I soci quest'anno sono stati decisamente molti di più dell'anno precedente:
il record raggiunto con la STICCON cui aveva partecipato Robert Picardo
è stato battuto, seppure non di moltissimo, e le giornate di massima affluenza
sono state, come prevedibile, il sabato e la domenica, giorni in cui è
apparsa la grande ed incommensurabile dea dell'empatia Marina Sirtis.
Credo si siano toccate, se non superate, circa le 2000 presenze durante
i 4 giorni. Questo mi ha dato la chance di conoscere e di rivedere anche
gente conosciuta durante gli anni passati o sentita solo via internet.

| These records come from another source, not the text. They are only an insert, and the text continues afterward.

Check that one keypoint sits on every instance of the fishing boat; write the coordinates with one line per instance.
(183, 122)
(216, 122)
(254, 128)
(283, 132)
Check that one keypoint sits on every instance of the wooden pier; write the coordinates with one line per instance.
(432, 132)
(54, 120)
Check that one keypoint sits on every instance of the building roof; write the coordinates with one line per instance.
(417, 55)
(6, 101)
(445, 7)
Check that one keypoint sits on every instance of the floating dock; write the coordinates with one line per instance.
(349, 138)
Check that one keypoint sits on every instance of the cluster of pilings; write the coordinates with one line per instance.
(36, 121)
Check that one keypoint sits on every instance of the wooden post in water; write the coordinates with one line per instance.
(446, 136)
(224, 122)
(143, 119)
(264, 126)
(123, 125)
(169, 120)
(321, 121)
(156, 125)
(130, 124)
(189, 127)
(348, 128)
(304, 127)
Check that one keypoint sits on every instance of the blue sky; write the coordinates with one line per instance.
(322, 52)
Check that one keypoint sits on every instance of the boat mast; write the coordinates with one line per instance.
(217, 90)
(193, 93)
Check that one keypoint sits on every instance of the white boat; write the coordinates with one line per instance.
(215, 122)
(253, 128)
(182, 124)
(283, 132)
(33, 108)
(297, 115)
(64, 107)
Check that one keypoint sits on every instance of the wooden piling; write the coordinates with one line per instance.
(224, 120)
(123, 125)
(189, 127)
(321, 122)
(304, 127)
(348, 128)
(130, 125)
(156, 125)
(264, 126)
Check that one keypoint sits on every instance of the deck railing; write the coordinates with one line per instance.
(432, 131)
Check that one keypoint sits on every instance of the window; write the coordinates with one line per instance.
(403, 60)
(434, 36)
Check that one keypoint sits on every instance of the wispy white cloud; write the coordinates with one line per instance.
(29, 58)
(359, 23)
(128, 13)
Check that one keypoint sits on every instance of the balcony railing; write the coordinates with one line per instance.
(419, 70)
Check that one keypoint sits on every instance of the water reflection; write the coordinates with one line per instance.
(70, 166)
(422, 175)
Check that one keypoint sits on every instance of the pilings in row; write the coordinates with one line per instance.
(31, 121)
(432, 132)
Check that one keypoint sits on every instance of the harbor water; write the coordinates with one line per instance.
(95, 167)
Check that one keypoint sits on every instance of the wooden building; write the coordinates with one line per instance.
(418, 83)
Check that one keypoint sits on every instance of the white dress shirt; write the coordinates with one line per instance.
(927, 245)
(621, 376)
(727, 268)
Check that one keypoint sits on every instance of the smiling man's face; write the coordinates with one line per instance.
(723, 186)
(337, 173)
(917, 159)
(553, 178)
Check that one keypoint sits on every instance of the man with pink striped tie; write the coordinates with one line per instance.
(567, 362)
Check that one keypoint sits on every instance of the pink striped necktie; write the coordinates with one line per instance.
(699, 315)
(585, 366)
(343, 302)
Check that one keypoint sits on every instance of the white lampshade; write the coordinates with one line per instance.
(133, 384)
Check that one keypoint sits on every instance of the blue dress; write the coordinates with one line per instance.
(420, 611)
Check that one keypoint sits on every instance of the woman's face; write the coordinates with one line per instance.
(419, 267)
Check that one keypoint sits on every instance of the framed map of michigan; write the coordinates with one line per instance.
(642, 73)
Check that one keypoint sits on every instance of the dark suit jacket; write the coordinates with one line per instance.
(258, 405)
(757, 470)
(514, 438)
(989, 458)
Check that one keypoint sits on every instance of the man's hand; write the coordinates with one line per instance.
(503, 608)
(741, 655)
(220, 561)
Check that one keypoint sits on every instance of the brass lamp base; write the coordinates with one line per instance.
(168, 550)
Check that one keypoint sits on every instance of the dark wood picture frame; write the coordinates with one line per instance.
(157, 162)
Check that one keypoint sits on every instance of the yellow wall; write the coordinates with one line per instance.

Non saprei dire cosa fosse, ma si respirava decisamente un'aria diversa
rispetto all'anno scorso: più cordialità da parte dello staff, più cose
da fare e da vedere. Forse anche grazie al maggior numero di banchetti
vendita, che non si sono più limitati ad essere quelli dell'Ultimo Avamposto
di Bologna, ma addirittura internazionali, essendo intervenuti anche negozi
tedeschi, oltre a quello di Richard Arnold e di Eric Stillwell, ospiti
di cui parlerò tra poco.
Gli
ospiti sono stati tanti e tutti interessanti: per quanto riguarda le tre
attrici France Nuyen, Barbara Luna e Celeste Yarnall, rispettivamente
interpreti nella serie classica di Elena in "Elena di Troia", Marlena
in "Specchio, Specchio" e Martha in "La mela", non posso dire fossi particolarmente
interessato; appartengono ad una generazione dello show da cui non mi
sono mai fatto veramente catturare. Ciò non toglie che siano state disponibili
e visibilmente entusiaste dell'accoglienza che noi caldi italiani abbiamo
saputo dare loro, tanto che ho saputo sono rimaste stupite dal fatto che
in seguito alla loro partecipazione lo staff Sticcon offrisse loro tutti
i pasti per tutti e quattro i giorni (che volete, forse gli americani
sono degli spilorci incredibili, altro che gli scozzesi!).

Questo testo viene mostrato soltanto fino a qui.